Décodage Info, le 8 décembre 2025.
Dans sa prise de position, l’avocat rappelle que, malgré son rôle central dans l’opposition jusqu’en juillet 2021, son nom n’a jamais été cité dans aucune enquête, ni en Haïti ni aux États-Unis. Il dit s’interroger plutôt sur l’attitude de certains proches de Jovenel Moïse, dont les absences répétées devant la justice contrastent avec la gravité d’un assassinat qui continue de secouer la nation.
Des refus de comparaître qui alimentent le doute
Au cœur de ces interrogations figure l’ancienne Première dame, Martine Moïse. Grièvement blessée lors de l’attaque, elle a néanmoins décliné plusieurs convocations des autorités haïtiennes, invoquant l’insécurité et l’absence de garanties quant à son retour dans le pays. Ces refus successifs ont entretenu un bras de fer judiciaire qui s’éternise et polarise davantage l’opinion.

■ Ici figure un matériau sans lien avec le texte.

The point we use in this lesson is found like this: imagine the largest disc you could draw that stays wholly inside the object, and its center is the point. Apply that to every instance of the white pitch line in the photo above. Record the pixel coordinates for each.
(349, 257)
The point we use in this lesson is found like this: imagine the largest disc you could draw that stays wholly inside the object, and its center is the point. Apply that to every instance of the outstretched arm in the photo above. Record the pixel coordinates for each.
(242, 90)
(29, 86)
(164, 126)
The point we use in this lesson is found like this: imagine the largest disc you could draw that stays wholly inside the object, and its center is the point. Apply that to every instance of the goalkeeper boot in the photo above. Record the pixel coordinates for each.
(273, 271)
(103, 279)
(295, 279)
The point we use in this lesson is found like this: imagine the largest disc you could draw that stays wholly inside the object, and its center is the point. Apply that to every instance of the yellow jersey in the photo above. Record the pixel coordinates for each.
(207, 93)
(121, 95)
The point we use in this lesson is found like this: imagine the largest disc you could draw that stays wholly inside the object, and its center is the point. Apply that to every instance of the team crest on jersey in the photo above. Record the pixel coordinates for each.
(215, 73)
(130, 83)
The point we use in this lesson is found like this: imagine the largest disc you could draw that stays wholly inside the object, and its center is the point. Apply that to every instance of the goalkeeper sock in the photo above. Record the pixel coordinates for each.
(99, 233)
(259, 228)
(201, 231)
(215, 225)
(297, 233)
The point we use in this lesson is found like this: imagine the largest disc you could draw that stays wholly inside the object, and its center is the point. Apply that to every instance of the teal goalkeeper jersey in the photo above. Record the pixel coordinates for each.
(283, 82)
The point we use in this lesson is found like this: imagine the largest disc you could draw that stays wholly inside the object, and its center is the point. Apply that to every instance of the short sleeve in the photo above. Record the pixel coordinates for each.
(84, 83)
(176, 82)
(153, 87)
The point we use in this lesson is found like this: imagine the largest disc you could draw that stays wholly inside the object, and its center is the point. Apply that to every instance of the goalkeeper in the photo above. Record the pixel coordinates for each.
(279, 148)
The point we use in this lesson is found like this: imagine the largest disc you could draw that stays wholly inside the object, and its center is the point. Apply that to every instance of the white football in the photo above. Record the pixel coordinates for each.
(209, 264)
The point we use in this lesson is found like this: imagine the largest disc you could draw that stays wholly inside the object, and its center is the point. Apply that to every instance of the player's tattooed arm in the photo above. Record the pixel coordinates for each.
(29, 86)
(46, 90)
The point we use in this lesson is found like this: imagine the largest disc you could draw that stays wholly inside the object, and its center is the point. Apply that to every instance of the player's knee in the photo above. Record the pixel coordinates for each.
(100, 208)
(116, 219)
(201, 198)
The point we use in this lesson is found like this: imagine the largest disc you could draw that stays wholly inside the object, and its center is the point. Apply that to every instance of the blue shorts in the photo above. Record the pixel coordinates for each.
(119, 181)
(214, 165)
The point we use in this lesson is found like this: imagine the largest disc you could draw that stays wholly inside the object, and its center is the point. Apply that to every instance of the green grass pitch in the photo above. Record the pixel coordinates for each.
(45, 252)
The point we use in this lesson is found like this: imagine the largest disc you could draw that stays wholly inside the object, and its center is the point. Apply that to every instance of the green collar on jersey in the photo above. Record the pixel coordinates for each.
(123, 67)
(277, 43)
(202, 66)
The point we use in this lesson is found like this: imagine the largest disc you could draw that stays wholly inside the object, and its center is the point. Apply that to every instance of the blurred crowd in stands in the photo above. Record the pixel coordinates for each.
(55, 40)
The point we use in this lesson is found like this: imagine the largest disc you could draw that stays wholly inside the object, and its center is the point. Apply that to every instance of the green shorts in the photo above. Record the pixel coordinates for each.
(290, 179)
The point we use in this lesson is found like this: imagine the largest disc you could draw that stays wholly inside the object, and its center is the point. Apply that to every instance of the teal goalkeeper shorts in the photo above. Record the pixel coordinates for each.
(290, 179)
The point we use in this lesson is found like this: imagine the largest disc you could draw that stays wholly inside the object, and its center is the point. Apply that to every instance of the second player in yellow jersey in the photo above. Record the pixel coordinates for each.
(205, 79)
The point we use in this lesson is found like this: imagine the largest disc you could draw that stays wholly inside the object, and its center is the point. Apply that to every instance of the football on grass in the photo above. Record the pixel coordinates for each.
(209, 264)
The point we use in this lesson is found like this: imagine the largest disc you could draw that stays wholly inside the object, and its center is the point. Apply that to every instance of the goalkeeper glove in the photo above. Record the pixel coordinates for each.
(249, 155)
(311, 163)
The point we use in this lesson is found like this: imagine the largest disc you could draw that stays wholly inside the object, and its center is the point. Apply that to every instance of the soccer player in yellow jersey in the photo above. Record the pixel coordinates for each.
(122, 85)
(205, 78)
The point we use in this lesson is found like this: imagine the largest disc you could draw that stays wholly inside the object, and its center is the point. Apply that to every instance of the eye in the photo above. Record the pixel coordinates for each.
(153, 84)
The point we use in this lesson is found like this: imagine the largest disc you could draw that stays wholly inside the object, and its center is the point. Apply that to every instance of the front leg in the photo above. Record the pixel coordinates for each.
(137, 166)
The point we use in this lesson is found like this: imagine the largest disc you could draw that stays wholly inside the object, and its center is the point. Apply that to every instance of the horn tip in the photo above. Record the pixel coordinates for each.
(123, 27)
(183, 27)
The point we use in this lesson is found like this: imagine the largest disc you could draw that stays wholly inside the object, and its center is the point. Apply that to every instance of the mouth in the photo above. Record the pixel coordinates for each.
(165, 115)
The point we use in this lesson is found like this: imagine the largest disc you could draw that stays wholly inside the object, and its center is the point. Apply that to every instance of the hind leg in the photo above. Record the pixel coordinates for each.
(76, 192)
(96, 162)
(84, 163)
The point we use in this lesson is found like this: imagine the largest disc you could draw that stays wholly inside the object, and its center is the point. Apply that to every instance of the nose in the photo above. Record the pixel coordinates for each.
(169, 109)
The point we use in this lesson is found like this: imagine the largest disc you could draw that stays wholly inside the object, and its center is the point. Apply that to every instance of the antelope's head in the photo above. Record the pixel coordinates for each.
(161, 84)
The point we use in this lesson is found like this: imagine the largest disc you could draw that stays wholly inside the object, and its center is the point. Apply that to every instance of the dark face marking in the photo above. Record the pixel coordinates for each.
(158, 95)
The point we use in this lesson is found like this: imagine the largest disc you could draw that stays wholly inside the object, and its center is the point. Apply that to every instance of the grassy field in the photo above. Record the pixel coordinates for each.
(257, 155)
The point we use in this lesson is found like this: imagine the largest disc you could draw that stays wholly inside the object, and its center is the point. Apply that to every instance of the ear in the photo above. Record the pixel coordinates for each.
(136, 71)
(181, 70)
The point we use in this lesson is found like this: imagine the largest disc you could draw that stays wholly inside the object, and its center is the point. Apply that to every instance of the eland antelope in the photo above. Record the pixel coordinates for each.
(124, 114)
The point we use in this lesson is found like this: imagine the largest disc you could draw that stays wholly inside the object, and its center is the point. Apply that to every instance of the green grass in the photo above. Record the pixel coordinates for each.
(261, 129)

Une affaire toujours verrouillée
Pour André Michel, cette situation contribue à maintenir le dossier dans une opacité préoccupante. Il estime que tant que les protagonistes et témoins clés ne coopéreront pas pleinement, la vérité restera inaccessible, prolongeant un épisode parmi les plus sensibles et explosives de la vie politique haïtienne récente.